Q: I wrote a script based on my grandfather’s service in World War II. It’s obviously very personal. We’ve got a filmmaker whom we really like who’s interested in optioning it. I think this guy will do a great job, but my grandfather is still alive and I just want to make sure his image and story are going to be protected. I don’t think there’s anything I can do about it but thought I’d check with you guys…
A: Every writer’s script is that writer’s baby and, to a person, they’re almost all concerned that some producer is going to acquire their script and turn it from Gone with the Wind to Gone in 60 Seconds (the Nic Cage version). The problem is, every producer is afraid they’re going to acquire a script and have some obnoxious screenwriter chirping in their ear telling them how to make the movie (producer’s generally think screenwriters should be kept in small, dark, smoky rooms filled only with coffee mugs and typewriters). Once screenwriters sell their scripts, they’re usually no longer involved, unless they have some right to do rewrites.
This can be especially problematic, however, when you’re dealing with a true life story. It’s one thing if a producer turns your fictional character from a peace-loving tree-hugger to a chain-smoking seal-clubber, but it’s a whole different story if that was an actual person, especially if that person is close to the writer and alive.
The fear for you is that they’ll somehow take your grandfather’s story and change it in a way that changes his image or story which would be incredibly upsetting for him. Therefore, you’re well within your rights to ask for certain limited approval rights when it comes to changes to the script the filmmakers may make.
A word of warning: this can be tricky because a producer’s soul will tell him to balk at giving a screenwriter any kind of approval rights. Therefore, make sure you’re sensitive to this — appeal to that producer’s soul (no matter how tiny and black) and explain what it would do to your grandfather if he was to see his true story twisted and changed.
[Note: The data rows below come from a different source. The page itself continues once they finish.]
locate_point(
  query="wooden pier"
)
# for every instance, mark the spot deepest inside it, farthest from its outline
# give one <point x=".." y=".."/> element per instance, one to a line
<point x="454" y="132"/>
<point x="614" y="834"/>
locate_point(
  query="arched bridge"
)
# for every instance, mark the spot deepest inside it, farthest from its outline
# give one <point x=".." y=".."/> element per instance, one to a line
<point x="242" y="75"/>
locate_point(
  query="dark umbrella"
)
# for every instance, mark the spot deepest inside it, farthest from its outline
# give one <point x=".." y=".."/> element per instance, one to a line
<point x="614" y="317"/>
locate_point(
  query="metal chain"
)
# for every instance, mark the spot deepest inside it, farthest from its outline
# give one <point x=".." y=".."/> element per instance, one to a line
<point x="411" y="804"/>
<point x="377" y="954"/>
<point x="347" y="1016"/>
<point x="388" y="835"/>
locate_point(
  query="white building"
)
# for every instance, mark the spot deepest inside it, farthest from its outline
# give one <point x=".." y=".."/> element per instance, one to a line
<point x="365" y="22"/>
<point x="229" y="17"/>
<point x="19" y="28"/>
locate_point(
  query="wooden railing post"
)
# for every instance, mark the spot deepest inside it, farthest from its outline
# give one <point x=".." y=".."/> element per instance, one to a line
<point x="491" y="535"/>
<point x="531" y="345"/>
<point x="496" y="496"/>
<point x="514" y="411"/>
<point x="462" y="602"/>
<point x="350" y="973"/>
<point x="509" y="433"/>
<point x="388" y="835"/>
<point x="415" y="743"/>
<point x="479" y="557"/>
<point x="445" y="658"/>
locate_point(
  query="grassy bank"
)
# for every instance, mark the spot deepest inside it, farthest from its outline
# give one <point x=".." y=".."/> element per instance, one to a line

I would recommend asking for approval only over material changes to events in the script or portrayals of any true life individuals. In other words, if the producer wants to add fictional characters or scenes that were not in your original script, they could do so without needing your approval. But if they were going to, for example, turn your grandfather’s true-life friendship with a woman into a fictionalized sexual relationship, they would need your approval (because it would qualify as a material change to both true life events and your grandfather’s character).
You can’t hope to control the final vision of the picture, but you are justified in looking to protect your grandfather’s story.